Siri Hustvedt, qui fait la couv de Transfuge, atteint elle le coeur des hommes. Avec ce roman, Souvenirs de l’avenir, elle s’adresse à ses lecteurs par le biais d’une histoire. Le « Tu me raconteras » juif fonctionne parfaitement pour nous faire correctement penser. Je ne me sens jamais visé, pris pour cible dans cette manière indirecte, ineffable de traiter du féminisme. Hustvedt nous raconte l’histoire de la fabrication d’une jeune intellectuelle new-yorkaise dans les années quatre-vingt, confrontée à des hommes qui ne la prennent pas au sérieux car elle est une femme, et qu’elle est très belle. Une construction intérieure donc, de ce personnage avec lequel nous allons vivre en empathie pendant près de quatre cents pages.
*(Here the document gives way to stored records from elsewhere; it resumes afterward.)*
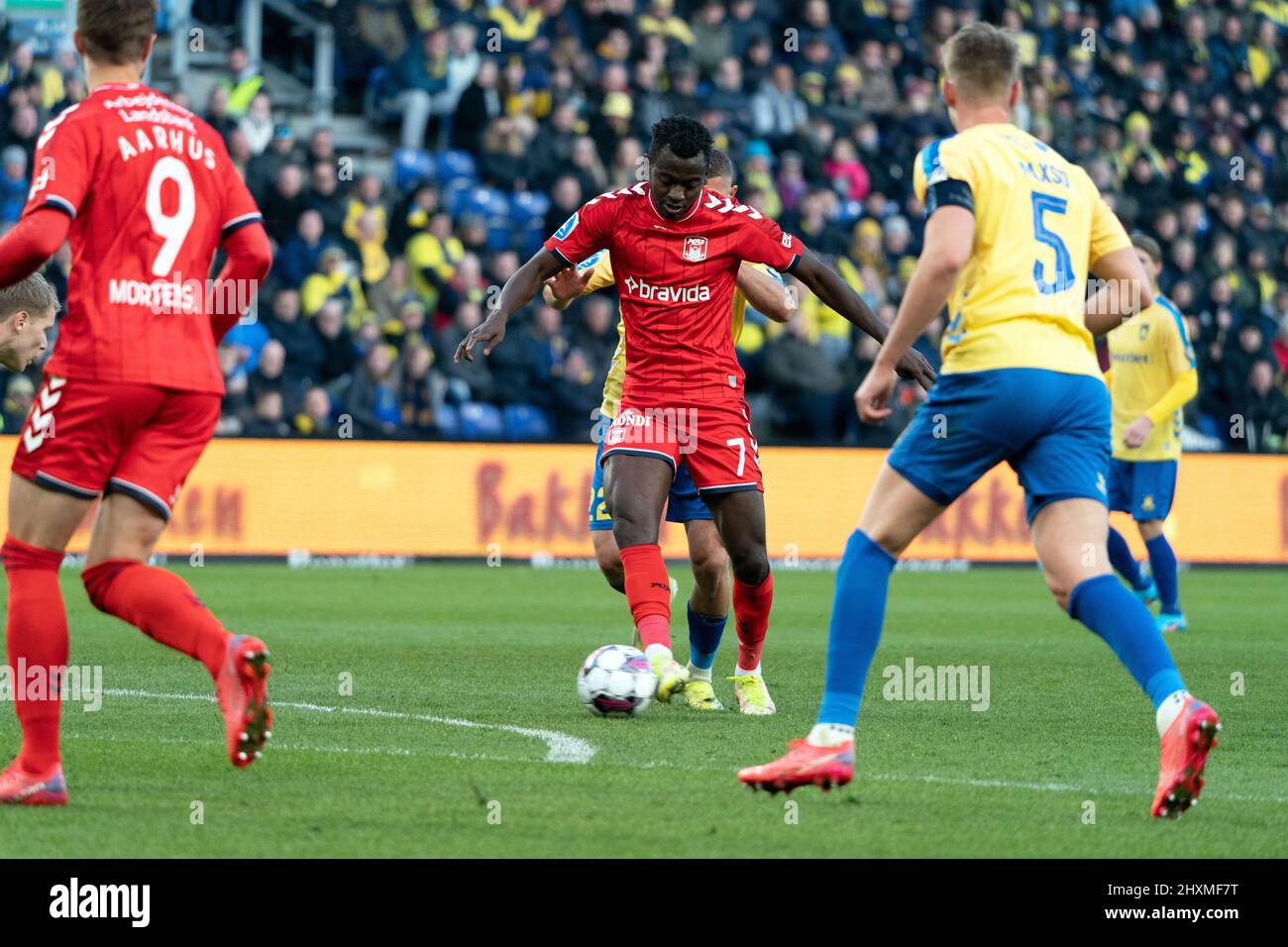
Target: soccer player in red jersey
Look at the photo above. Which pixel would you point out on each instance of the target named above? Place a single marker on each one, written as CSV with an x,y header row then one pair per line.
x,y
146,193
677,249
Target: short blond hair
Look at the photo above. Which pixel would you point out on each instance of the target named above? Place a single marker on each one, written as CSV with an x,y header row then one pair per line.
x,y
34,295
982,60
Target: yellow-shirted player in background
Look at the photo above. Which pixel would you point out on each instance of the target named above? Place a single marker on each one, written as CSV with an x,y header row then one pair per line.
x,y
708,605
1151,375
1012,232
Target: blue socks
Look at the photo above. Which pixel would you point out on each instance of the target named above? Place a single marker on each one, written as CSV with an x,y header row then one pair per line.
x,y
704,631
858,612
1162,564
1127,626
1124,562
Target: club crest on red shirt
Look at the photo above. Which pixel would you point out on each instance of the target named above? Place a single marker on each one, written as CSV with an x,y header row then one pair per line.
x,y
695,249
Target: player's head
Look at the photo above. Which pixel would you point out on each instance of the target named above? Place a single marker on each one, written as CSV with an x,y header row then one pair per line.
x,y
27,312
1147,252
982,69
678,159
116,33
720,174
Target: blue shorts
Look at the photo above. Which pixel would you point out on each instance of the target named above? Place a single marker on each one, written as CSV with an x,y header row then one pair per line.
x,y
1052,429
1141,487
683,505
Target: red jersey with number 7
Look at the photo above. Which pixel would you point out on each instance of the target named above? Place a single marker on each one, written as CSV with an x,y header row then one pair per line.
x,y
151,192
675,279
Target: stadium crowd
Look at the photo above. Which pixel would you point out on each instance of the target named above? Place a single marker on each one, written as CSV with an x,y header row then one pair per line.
x,y
505,116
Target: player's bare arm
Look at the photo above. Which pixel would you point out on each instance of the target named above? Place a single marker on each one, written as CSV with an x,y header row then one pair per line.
x,y
565,286
949,235
765,294
518,291
1125,290
828,286
29,245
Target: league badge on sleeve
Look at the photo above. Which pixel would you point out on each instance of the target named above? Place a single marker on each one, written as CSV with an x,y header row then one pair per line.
x,y
695,249
568,227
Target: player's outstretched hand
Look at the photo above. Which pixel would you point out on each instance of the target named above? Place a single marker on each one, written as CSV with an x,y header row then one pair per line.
x,y
914,368
874,395
568,283
489,333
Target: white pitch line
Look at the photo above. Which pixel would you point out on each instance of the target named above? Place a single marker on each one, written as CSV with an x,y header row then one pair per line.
x,y
1051,788
561,748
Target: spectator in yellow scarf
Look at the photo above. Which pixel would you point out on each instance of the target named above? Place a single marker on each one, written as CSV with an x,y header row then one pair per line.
x,y
335,278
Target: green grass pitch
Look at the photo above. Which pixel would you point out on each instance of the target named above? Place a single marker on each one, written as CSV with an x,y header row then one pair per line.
x,y
455,667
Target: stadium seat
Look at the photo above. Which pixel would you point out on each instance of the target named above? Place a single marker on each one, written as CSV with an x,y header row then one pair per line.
x,y
527,206
449,421
377,103
481,421
410,166
500,236
458,165
527,423
480,201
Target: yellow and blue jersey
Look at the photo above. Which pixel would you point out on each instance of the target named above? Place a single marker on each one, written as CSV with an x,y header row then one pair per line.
x,y
1147,354
1039,224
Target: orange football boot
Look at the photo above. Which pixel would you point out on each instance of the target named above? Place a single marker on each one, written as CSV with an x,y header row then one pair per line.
x,y
243,692
1186,745
804,764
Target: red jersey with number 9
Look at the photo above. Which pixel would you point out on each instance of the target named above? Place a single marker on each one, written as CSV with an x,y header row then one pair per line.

J’ai compris grâce à cette romancière les difficultés qu’une femme a pu rencontrer face à des hommes sûrs de leur pouvoir intellectuel ancestral. L’ancestral donne confiance. Le livre m’a d’ailleurs ouvert sur des questions plus universelles : peut-on dialoguer avec quelqu’un sans vouloir gagner la partie à la fin ? Doit-on dialoguer pour convaincre l’autre ? Convaincre l’autre est-il une prise de pouvoir ?
Une bonne oeuvre ouvre sur des questionnements. Siri Hustvedt propose un féminisme dialectique, pris dans le flux de la vie, où désir, rejet, accident, déterminisme, pulsions contradictoires s’entremêlent, là où Jablonka s’enferre dans une paresseuse et dogmatique équation Dominant/Dominé. Qu’il se souvienne, Ivan Jablonka, de ce que dit le Talmud sur ce genre d’équation trop rationnelle et commode pour dire vrai. Qu’il se souvienne qu’une équation, c’est-à-dire un calcul, est l’inverse d’une pensée vivante. Heidegger écrivait que la pensée vivante ne doit pas être systémique. Elle est source de joie vitale, là où se nichent des changements possibles.